I’m an advocate of this strategy, as I’ve said 737 times this offseason, so I’d like to offer a guide to streaming tight ends for those willing to give it a shot. I’m going to pen a streaming tight end column every week during the fast-approaching NFL season, offering a guide for how to exploit the best tight end matchups while your opponents stick to one mediocre option, week after week.
This column will be geared for those in traditional leagues; I don’t expect owners in 16-team leagues with 20-man rosters will be able to stream much of anything. All I’m doing here is posting the research I would’ve done on my own, so I’m happy to share it with you, my fellow streamer.

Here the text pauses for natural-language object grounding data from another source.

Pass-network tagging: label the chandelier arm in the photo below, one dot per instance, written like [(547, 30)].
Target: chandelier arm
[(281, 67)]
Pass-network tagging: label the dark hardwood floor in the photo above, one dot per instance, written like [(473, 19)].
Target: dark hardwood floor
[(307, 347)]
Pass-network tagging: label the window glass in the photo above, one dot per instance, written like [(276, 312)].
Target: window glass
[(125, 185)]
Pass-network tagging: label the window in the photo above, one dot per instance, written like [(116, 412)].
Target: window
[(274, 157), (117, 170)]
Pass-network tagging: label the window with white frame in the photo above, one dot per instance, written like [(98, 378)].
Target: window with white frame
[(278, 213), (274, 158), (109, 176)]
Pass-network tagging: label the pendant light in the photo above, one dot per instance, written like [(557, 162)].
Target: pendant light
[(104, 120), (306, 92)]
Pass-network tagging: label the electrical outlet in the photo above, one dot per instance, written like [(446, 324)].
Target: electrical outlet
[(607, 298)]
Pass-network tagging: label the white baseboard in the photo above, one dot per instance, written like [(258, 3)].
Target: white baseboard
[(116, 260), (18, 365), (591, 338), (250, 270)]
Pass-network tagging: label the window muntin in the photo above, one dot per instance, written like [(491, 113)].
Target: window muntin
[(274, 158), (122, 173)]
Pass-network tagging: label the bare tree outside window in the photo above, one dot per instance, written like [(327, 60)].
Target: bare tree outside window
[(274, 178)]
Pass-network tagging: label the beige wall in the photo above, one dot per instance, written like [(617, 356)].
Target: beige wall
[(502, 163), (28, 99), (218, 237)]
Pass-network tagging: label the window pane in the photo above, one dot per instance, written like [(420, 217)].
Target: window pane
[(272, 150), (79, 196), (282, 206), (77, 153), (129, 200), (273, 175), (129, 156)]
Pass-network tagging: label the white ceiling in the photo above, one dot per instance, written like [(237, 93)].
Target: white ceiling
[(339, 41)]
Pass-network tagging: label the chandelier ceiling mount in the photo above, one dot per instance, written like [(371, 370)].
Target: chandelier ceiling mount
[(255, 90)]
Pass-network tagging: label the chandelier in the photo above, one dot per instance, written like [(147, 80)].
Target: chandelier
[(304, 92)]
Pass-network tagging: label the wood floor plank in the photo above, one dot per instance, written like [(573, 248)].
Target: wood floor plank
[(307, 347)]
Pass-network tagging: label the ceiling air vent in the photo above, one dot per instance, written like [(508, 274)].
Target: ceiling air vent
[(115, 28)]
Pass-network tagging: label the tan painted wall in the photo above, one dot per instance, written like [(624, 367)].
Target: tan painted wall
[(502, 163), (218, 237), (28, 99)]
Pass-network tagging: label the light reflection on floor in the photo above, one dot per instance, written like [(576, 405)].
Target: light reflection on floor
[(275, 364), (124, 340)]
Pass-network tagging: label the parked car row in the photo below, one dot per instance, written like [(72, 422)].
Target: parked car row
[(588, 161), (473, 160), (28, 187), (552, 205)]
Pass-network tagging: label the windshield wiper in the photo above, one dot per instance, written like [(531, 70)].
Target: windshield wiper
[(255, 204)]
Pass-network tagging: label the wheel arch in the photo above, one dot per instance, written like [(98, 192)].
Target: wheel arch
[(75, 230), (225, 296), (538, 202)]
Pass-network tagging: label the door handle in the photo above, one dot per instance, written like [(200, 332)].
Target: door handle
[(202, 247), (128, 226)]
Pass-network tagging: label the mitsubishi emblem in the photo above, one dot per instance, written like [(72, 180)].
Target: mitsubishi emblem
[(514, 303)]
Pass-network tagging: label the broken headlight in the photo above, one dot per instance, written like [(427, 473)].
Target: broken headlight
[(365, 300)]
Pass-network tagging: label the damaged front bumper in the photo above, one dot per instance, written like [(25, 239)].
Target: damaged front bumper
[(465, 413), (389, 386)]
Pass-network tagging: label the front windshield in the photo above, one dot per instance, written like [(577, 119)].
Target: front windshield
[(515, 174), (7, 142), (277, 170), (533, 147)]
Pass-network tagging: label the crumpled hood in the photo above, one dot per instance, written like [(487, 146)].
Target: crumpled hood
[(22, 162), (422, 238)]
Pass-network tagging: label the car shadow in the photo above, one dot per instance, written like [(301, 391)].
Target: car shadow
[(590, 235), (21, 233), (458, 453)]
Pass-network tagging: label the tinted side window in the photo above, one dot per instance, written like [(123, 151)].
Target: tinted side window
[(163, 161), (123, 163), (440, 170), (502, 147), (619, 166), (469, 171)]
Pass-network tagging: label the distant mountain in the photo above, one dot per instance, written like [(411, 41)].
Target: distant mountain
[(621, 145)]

We should never enter a fantasy draft intent on streaming any position (besides defense and kicker); rather, we should keep our degenerate eyes peeled for elite quarterbacks and tight ends who inexplicably fall down the draft board, well below their average draft positions.
If a deal presents itself, seize it. It’s all part of remaining flexible in a game that demands it.
Every player has value at the right price — that’s perhaps the most important thing to remember as you enter the fantasy death chamber of draft day with your hated league mates, those abhorrent scoundrels.
Below I’ve created a little chart showing tight end ADPs and where I’d happily take them in a draft. Think of the second column as my recommended round in which to target each player. This is for standard leagues, though PPR wouldn’t be a whole lot different.
You might notice a certain Gronk is missing from the above table. I’ll add him once we have something resembling a definitive word on his early season availability. Remember though, Gronkowski finished as fantasy’s second highest scoring tight end in only 12 games last season.
His fifth round ADP is something of draft day robbery if he misses New England’s first few games.
- It’s fun and easy and fashionable to make Jermichael Finley jokes, especially this time of year, but I’m buying Finley stock everywhere I can once he dips into the mid-to-late ninth round. I’ve drafted him as late as the 11th round this month. Finley has put on the weight that made him such a maddening mismatch in 2009 and 2010, and he’s caught seven of the eight catchable balls thrown his way this preseason at a clip of 16.1 yards per reception, according to Pro Football Focus. Dismiss him at your own risk.
- Jared Cook has by far the softest schedule of any tight end in the NFL. I’ll get into that more in a couple days. Suffice it to say that Sam Bradford has looked Cook’s way often this summer, in training camp and preseason games. Cook is averaging 17.4 yards per catch on five receptions. I think it’s becoming clear he’s going to be a plug-and-play starter, and I’d draft him with gusto near the end of the ninth round.
- Philip Rivers propensity for dump off passes might serve Antonio Gates well at times this year. He very well could rack up PPR production as the Chargers become garbage time kings of fantasy. His current ADP is a tad nauseating, however, and I wouldn’t consider him an every week starter, no matter where I drafted him.
- Greg Olsen’s stagnant ADP is all at once perplexing and glorious. He’s a bargain in the ninth round, as he’s almost guaranteed 100 targets in an offense that hasn’t changed all that much from 2012, when he was fantasy’s sixth highest scoring tight end.
- I won’t quibble so much with Owen Daniels’ current ADP. The Texans could throw the ball more than we’re used to, with the Houston coaching staff concerned about the offensive line and their dinged-up running back duo of Arian Foster and Ben Tate. Daniels averaged seven targets per game last year, and if Matt Schaub throw somewhere around 580 passes — a distinct possibility — he should crack 100 targets after seeing 98 passes come his way last year. He’s not at all sexy, but very draftable.